The other day, a colleague at work said the best story in that day's edition of the paper was buried as a brief on Page A2. It described how television executives in Britain asked comedian Joan Rivers to leave their show during a commercial break. They were angry that she had just used two ugly and profane words.

"Don't you wish people in this country would do that?" my friend asked.

That got me thinking about what would need to happen for America to go beyond the legal wrangling that takes place whenever the FCC tries to impose standards of decency over the public airwaves and get to a place where things that offend decency are stopped dead in their tracks by universal outrage.

The main obstacle seems to be a nationwide case of amnesia. Over the past seven years, we have gone through culture-jarring events that were supposed to change us as a nation for good. But each one seemed to wear off quicker than the one before.

Remember how everyone felt right after the 9/11 terrorist attacks? Time magazine's Roger Rosenblatt penned a memorable essay a week or so later that said the attacks "could spell the end of the age of irony." By this, he meant the age in which "the good folks in charge of America's intellectual life have insisted that nothing was to be believed in or taken seriously. Nothing was real. With a giggle and a smirk, our chattering classes ... declared that detachment and personal whimsy were the necessary tools for an oh-so-cool life."

The attacks, Rosenblatt said, had brought reality home. That reality included notions about freedom, honor and fair play.

His essay was followed by opinion polls elsewhere showing that Americans had become more religious and serious-minded after the attacks. That lasted a few weeks, maybe a month or two. Then the nation's serious face broke into an ironic grin again.

Remember Michael Richards? It hasn't been two years since the comedian, best known for playing Cosmo Kramer on "Seinfeld," exploded at a comedy club, firing a racial-epithet-laced tirade against two black hecklers. That wiped the grins away again for a few weeks. Some black comedians, such as Paul Mooney, even announced they were swearing off the notorious N-word because now "it's a whole new world."

This time the pause was so short before the nation's smile returned, it almost seemed like perfect comedic timing.

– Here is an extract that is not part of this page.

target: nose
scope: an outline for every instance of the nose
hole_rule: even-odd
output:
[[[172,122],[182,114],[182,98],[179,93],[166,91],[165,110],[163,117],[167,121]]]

Then came radio shock-jock Don Imus, who last year hurled racially charged insults toward the Rutgers women's basketball team. It took eight months before he was let back on the air, a self-described changed person. In the meantime, the National Association for the Advancement of Colored People held its national convention and symbolically buried the N-word in a pine box. Detroit Mayor Kwame Kilpatrick said it was an act not only to banish that word but everything that goes along with it in the culture.

A few months later, the rapper Nas released a CD that had the N-word in the title.

I am reminded about the old joke that asks how many psychiatrists it takes to change a light bulb. The answer is that the light bulb first has to really want to change.

Of course, many Americans already get it and do not fill their lives with rude behavior or degrading humor. They won't watch shows such as CBS's new comedy "Swingtown," which makes wife-swapping and drug abuse seem normal and acceptable.

But as the Information Age provides freedoms never before experienced — in what we view on our televisions and computers and how we react anonymously to things online — the tug-of-war over the future direction of the culture becomes more pronounced.

Rivers had been warned ahead of time that the British show she was on was live and that guests should avoid profanity. The World Entertainment News Network said she followed her eviction with a public apology that also contained profanity.

The age of irony is nothing if not resilient.